Trump’s signature legislation: A transfer of wealth to the richest Americans
By ALLAN HOLMES/Editor, Center for Public Integrity/USA// Voters will head to the polls in just 46 days, delivering a referendum on President Donald Trump.
The signature legislative achievement of Trump’s first term was the Tax Cuts and Jobs Act of 2017, which, he has claimed, boosted workers’ wages and created jobs. Critics say it was mostly a huge transfer of wealth to the richest Americans.
In The Heist, a five-episode podcast that launched this week, the Center for Public Integrity digs deep into the tax-cuts law to show who benefited. The podcast is based on a two-year Public Integrity investigation; an episode will be posted every Thursday through Oct. 15.
This week, we introduced podcast subscribers to an influential Republican donor who explains how he withheld campaign donations to goad the Republican-controlled Congress to pass the law, which slashed tax rates for corporations and the wealthy.
“I said ‘Hey, I don’t see any movement on … tax reform,’” said Doug Deason, whose father, Darwin, made a fortune by selling a computer-services company he later sold to Xerox Corp.. “We’re gonna hold back money. We’re canceling fundraisers that we’re doing for some of these politicians.”
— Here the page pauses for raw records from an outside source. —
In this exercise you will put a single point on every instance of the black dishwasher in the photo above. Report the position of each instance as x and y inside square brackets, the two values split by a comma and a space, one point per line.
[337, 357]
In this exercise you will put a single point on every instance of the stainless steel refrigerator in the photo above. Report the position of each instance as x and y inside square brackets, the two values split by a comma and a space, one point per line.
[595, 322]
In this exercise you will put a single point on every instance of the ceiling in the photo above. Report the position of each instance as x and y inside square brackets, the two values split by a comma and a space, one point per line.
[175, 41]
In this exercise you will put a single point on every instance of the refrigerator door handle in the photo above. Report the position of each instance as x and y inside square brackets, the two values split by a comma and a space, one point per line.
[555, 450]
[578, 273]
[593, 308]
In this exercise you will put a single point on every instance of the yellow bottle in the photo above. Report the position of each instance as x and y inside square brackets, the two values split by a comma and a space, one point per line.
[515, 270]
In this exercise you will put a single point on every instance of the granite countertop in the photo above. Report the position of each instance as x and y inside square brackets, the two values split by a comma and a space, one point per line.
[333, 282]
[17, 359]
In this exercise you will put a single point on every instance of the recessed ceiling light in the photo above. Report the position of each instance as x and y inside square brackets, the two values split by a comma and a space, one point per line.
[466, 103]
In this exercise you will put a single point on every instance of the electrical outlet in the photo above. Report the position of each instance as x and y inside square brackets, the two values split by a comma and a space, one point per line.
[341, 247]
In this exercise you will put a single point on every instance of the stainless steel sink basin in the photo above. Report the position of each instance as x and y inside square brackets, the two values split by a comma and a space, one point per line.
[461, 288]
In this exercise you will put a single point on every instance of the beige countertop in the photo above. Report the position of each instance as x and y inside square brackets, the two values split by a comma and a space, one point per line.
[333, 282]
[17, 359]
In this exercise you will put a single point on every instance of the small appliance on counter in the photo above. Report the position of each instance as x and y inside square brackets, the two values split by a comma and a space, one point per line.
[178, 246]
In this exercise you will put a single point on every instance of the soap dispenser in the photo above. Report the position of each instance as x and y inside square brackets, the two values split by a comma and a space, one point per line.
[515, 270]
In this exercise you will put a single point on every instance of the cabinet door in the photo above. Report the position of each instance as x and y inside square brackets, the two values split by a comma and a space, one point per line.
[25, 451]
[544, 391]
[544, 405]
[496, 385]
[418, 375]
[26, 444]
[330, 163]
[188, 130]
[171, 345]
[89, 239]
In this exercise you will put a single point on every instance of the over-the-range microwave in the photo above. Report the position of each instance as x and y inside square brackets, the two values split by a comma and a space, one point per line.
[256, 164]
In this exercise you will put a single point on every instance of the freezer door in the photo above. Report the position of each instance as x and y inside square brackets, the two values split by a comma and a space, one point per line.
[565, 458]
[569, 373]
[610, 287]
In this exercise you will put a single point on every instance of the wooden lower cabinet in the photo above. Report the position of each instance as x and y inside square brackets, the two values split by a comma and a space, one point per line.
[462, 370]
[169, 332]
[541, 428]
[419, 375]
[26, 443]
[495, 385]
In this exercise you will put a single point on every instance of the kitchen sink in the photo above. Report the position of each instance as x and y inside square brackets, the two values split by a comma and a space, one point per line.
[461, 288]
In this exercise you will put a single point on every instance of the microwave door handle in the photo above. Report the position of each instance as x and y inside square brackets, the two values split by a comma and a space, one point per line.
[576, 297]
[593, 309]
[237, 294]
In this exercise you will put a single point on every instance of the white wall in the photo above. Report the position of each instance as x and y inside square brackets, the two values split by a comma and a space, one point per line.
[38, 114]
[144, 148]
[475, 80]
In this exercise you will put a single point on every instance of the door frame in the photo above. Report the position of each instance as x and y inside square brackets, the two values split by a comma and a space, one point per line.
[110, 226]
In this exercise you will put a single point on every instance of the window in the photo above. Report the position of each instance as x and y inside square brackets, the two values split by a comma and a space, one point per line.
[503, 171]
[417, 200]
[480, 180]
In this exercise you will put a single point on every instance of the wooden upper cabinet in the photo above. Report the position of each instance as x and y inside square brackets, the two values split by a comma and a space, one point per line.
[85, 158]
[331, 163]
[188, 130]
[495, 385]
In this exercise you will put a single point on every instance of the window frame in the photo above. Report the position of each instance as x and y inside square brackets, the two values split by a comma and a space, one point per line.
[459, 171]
“My donors are basically saying: ‘Get it done or don’t ever call me again,’” Rep. Chris Collins, R-New York, said as Congress was debating the tax-cuts bill. (Collins was convicted this year of insider trading and sentenced to more than two years in prison.)
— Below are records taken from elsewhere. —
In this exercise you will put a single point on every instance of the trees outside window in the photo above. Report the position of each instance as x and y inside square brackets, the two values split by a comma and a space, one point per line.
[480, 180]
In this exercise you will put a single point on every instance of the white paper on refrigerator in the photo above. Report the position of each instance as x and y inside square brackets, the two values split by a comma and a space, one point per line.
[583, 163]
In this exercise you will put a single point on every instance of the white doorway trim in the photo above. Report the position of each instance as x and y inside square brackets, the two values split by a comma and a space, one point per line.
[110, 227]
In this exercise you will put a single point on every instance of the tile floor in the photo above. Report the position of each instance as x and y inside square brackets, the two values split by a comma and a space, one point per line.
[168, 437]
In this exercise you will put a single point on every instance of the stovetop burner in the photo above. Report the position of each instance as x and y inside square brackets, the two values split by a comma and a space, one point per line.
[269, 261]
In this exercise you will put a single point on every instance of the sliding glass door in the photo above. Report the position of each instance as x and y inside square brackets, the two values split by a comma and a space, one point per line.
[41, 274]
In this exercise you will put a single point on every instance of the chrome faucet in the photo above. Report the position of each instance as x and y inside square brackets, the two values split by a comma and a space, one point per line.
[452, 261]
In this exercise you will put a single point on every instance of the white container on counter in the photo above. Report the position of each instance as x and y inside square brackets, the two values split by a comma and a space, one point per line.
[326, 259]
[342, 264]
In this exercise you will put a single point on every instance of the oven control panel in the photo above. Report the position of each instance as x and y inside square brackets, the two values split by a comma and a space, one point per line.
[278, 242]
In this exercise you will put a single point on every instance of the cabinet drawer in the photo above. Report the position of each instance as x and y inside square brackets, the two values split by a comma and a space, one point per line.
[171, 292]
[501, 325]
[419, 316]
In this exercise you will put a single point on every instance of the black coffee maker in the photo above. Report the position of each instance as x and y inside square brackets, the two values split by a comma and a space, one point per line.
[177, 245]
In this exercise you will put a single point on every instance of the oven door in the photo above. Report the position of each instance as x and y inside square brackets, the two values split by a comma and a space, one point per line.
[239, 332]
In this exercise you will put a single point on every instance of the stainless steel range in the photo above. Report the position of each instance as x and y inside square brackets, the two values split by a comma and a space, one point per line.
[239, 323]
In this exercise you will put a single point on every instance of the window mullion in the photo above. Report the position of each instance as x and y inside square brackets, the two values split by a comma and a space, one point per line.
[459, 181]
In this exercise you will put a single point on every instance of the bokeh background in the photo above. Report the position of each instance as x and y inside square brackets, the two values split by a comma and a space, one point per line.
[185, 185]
Deason revealed, in unusually candid fashion, how Washington really works.
Donor Doug Deason withheld giving to Republican candidates and political committees until the GOP-controlled Congress was close to passing a tax-cuts bill. (Brandon Wade/AP Images for T.D. Jakes Ministries)
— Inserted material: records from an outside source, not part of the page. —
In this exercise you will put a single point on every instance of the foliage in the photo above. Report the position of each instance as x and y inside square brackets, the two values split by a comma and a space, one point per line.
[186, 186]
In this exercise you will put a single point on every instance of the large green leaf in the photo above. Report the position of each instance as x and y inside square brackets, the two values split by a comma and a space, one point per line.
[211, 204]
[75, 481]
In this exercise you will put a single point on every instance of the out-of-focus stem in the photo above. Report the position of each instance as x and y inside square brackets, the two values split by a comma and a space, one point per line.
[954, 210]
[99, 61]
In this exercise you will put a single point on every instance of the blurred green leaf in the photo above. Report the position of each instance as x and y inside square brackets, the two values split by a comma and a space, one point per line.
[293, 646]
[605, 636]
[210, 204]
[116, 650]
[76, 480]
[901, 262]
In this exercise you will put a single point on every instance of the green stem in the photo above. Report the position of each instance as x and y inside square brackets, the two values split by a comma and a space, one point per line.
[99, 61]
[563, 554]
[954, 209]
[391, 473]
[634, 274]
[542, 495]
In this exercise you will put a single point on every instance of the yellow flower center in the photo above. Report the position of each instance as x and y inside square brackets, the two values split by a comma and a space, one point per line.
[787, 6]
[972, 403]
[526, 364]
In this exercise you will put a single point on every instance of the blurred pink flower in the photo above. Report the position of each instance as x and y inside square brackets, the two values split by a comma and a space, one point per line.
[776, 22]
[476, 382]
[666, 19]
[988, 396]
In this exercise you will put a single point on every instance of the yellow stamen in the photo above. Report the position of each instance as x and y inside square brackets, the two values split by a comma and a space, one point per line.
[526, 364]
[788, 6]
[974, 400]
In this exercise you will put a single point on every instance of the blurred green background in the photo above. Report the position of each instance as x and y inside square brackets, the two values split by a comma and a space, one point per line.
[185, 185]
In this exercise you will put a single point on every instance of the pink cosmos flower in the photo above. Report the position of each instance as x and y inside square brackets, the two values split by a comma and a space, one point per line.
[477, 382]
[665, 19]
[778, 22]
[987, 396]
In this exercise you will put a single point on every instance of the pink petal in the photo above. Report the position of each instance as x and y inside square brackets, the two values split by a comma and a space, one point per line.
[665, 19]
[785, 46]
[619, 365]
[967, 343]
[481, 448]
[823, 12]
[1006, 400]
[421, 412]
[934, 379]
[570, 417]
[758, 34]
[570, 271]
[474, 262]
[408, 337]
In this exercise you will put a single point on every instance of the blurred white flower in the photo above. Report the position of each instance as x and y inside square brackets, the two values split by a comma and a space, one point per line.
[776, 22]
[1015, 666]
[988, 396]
“The most surprising aspect of it is that essentially the quiet part got said out loud,” said Eric Shickler, a professor who teaches American politics at the University of California at Berkeley. “That’s just not something that’s usually done. And here it is, at least to some extent, being done right in front of us.”
The point man on Trump’s tax bill was his secretary of the treasury, Steve Mnuchin, who is profiled in the second episode of The Heist.
He followed his father, Robert, to the investment firm Goldman Sachs and later started a hedge fund. With other investors, Mnuchin bought a bank that failed during the 2008 financial crisis and then foreclosed on thousands of mortgages.
Mnuchin became Trump’s campaign finance manager when it was clear Trump would get the Republican nomination for president in 2016. Asked by friends why he signed up with Trump, Mnuchin “said something like, ‘Well, this is a bet, and if I win, I’m going to get a really big prize,” said David Dayen, executive editor of the left-leaning American Prospect and author of a biography on Mnuchin.
In Episode 3, Public Integrity investigates the tax bill’s quick trip through Congress and how the Trump administration claimed the tax cuts would pay for themselves. They didn’t.
Adding $1.5 trillion to the nation’s deficit initially was a sore point for Sen. Bob Corker, a Republican from Tennessee who retired in 2018. Public Integrity examines how Corker, a fiscal conservative, switched positions and chose not to derail the tax bill.
In Episode 4, Public Integrity exposes the fallacy of Republicans’ promises that the law would raise wages and create jobs. We look at American Airlines, which received massive tax breaks but used most of the savings to buy back shares and raise its stock price.
The podcast concludes with an episode showing that loans made through the Paycheck Protection Program, passed by Congress to blunt the effects of the COVID-19 pandemic, went first to the politically well-connected and the wealthy.
“It’s pretty clear that the [loan] process was run in a way that pushed needy small businesses to the back of the line while prioritizing the influential,” said Matthew Gardner, a senior fellow at the nonprofit, non-partisan Institute on Taxation and Economic Policy.